In part because of that shortage, children's hospitals have partnered with community hospitals to bring those services to those hospitals. It's a strategy Dawes has embraced wholeheartedly. It's a symbiotic relationship, because the Children's hospital is much better able to recruit and retain such physicians, while community hospitals want to try to keep as much care as possible local.
For Stanford Children's too, the strategy could be seen as a bit of a rear-guard action in the face of consolidation of healthcare in general. Stanford Children's strategy is a three-pronged approach, as Dawes describes it:
- One consists of a group of 11 subspecialty centers scattered throughout the Bay Area, located at or near a local community hospital.
- A second consists of creating Stanford Children's primary care network.
- The third consists of partnerships with a number of community-based hospitals all over Northern California, not just the Bay Area.
Ideally all three prongs of the strategy are employed. "Some of those relationships are joint ventures, where we put all pediatric services into an LLC and the host hospital is 50/50 owner," says Dawes.
Two such examples include partnerships with California Pacific Medical Center (part of Sutter Health) and John Muir Health, an independent community hospital.
"In both of those cases, we provide all the pediatric specialty care to those facilities, and we opened a pediatric ICU at John Muir," says Dawes.
The idea is that Stanford Children's can expand its footprint, and a hospital like John Muir, which suffers under a tough payer mix, according to Dawes, can be seen locally as a comprehensive healthcare provider that can serve the entire family.
"We brought our physicians, our expertise, and in some cases, our community-based physicians to them," Dawes says. "As a result of this three-pronged strategy, we've grown to 500,000 outpatient visits a year, one of the largest in Northern California."
Dawes says he follows this strategy because the alternative is troublesome, and most children's hospital execs are loath to follow it, for a variety of reasons: a merger with an adult-based health system.
On the national scale of children's hospital trends, it may be that you have to grow or be subsumed, Dawes believes.
"When [children's hospitals] become part of larger systems, invariably because the economics favor adult services, pediatric services become second class," he contends. "My own bias is that children's hospitals that continue to grow scale and create different campuses will succeed without that. We wanted to create more access and focus on the continuum of care, which is why we created this network of community partnerships, these specialty centers and why we got into primary care."

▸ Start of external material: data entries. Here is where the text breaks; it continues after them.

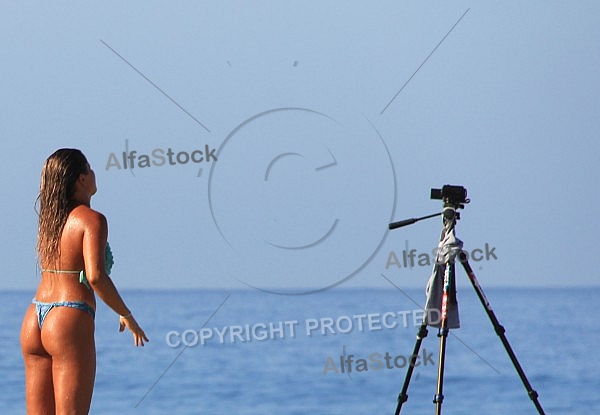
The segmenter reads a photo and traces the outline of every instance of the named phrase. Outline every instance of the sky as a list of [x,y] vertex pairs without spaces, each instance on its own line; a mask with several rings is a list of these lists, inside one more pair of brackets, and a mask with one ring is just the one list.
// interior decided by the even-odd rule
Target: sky
[[445,184],[468,190],[456,231],[482,285],[597,286],[598,15],[3,2],[0,289],[37,285],[39,175],[62,147],[96,172],[122,288],[424,287],[441,221],[387,224],[439,212]]

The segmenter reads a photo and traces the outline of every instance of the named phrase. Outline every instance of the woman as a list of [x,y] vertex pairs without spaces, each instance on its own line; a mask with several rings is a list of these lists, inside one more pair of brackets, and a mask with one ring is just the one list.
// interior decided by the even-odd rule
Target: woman
[[60,149],[44,164],[37,252],[41,282],[21,329],[27,413],[87,414],[96,374],[94,294],[119,314],[136,346],[149,341],[108,276],[106,218],[90,208],[96,177],[85,156]]

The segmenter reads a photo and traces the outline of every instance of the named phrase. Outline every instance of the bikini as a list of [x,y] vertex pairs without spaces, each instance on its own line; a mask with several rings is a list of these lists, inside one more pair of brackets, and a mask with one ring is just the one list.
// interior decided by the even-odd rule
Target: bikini
[[[106,264],[106,273],[110,274],[110,271],[114,264],[114,260],[113,260],[112,251],[110,250],[110,245],[108,244],[108,242],[106,243],[106,249],[104,251],[104,260],[105,260],[105,264]],[[85,285],[88,288],[88,290],[92,291],[92,287],[90,286],[90,283],[88,282],[87,277],[85,276],[85,270],[65,271],[65,270],[56,270],[56,269],[42,269],[42,272],[51,272],[53,274],[78,274],[79,282],[81,284]],[[71,307],[71,308],[75,308],[77,310],[85,311],[90,316],[92,316],[92,319],[95,319],[95,317],[96,317],[96,311],[89,304],[84,303],[82,301],[57,301],[54,303],[43,303],[41,301],[37,301],[34,298],[31,302],[33,304],[35,304],[35,311],[37,314],[38,325],[40,326],[40,329],[42,328],[42,325],[44,324],[44,320],[46,319],[46,316],[48,315],[50,310],[52,310],[54,307]]]

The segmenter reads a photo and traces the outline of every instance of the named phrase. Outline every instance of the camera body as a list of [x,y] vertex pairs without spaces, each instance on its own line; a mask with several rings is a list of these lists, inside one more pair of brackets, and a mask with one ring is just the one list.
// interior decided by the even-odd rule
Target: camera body
[[460,205],[463,203],[469,203],[467,199],[467,189],[463,186],[444,185],[441,189],[431,189],[431,198],[437,200],[443,200],[444,203],[450,203],[452,205]]

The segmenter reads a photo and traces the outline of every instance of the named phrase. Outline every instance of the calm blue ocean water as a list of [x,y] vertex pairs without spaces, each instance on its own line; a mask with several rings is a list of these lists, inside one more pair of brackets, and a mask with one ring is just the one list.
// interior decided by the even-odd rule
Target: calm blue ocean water
[[[600,288],[485,291],[546,413],[596,413]],[[419,305],[424,302],[423,290],[405,293]],[[143,349],[133,347],[128,334],[118,333],[116,316],[99,307],[92,414],[393,414],[406,370],[393,361],[412,352],[417,330],[413,318],[419,317],[413,312],[417,305],[393,287],[305,296],[258,291],[123,295],[151,342]],[[2,414],[25,413],[19,327],[31,297],[31,292],[0,293]],[[462,327],[448,339],[443,412],[537,413],[473,289],[460,289],[459,302]],[[383,325],[385,313],[390,313],[386,325],[395,322],[396,327]],[[368,317],[360,317],[369,314],[371,327]],[[329,319],[335,334],[323,327]],[[167,344],[169,332],[198,331],[205,323],[210,330],[204,335],[212,337],[204,345]],[[318,324],[310,335],[307,324]],[[224,333],[222,342],[217,331]],[[435,334],[429,330],[423,348],[437,365]],[[172,343],[178,339],[170,338]],[[193,340],[191,331],[188,340]],[[392,369],[386,366],[386,352],[392,356]],[[353,355],[351,373],[341,373],[340,355]],[[371,367],[357,366],[359,359]],[[396,362],[401,366],[402,358]],[[435,413],[436,365],[429,361],[416,368],[403,414]],[[368,370],[357,371],[364,368]]]

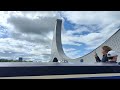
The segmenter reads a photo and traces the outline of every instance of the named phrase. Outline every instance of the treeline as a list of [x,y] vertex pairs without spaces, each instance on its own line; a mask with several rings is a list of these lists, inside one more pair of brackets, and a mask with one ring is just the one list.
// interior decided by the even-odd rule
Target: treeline
[[[8,60],[8,59],[0,59],[0,62],[20,62],[19,60]],[[33,62],[33,61],[22,61],[22,62]]]

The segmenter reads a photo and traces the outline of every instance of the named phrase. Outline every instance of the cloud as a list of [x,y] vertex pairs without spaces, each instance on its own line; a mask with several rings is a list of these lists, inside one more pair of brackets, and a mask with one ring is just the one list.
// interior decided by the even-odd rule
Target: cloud
[[[49,60],[57,18],[74,24],[74,29],[70,30],[62,26],[62,44],[77,47],[64,48],[71,58],[95,49],[120,27],[119,11],[1,11],[0,25],[8,33],[0,31],[0,55]],[[9,37],[3,38],[5,34]],[[78,50],[82,44],[86,51]]]

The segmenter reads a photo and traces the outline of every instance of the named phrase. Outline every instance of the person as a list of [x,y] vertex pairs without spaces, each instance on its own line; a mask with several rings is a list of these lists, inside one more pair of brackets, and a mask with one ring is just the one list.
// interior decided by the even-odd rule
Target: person
[[108,62],[117,63],[118,53],[116,51],[109,51],[107,53],[107,57],[108,57]]
[[111,51],[111,50],[112,50],[111,47],[109,47],[109,46],[103,46],[102,47],[102,54],[103,54],[102,60],[100,60],[100,58],[97,55],[97,53],[95,53],[96,62],[107,62],[108,61],[107,53],[109,51]]
[[53,62],[58,62],[58,59],[55,57],[55,58],[53,59]]

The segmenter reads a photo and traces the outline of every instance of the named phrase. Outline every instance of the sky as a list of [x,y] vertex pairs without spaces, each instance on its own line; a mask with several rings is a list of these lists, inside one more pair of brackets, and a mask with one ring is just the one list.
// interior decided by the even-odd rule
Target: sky
[[63,21],[63,50],[73,59],[120,28],[120,11],[0,11],[0,58],[49,61],[58,18]]

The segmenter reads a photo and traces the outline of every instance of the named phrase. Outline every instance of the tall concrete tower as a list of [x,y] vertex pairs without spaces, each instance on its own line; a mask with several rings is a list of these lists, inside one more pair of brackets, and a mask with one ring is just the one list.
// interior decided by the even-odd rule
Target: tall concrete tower
[[57,19],[55,24],[55,30],[53,32],[53,41],[52,41],[52,49],[51,49],[51,60],[57,58],[58,61],[69,60],[62,48],[61,42],[61,27],[62,20]]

Another reason is that it's less expensive leveraging other people's assets, he admits, returning to the one-plus-one equals three math he says results from a collaboration with a hospital like John Muir.
"Since we've partnered, we've seen volumes triple and quadruple in that community by helping them become more of a full-service provider to the whole community."
He says large regional players are becoming larger. Many of the biggest: Texas Children's, Boston, Philadelphia, and Cincinnati Children's, are substantially bigger than they used to be and bring in more than $3 billion in annual revenue.
Stanford Children's, at about $1.5 billion, will cross $2 billion in the next four to five years, says Dawes.
"You're seeing regional children's hospitals become much more dominant in their regions," he says. "We're not looking to be the biggest, but we do want to be the provider of choice in our market and we do attract patients from every state in high specialty areas."
Philip Betbeze is the senior leadership editor at HealthLeaders.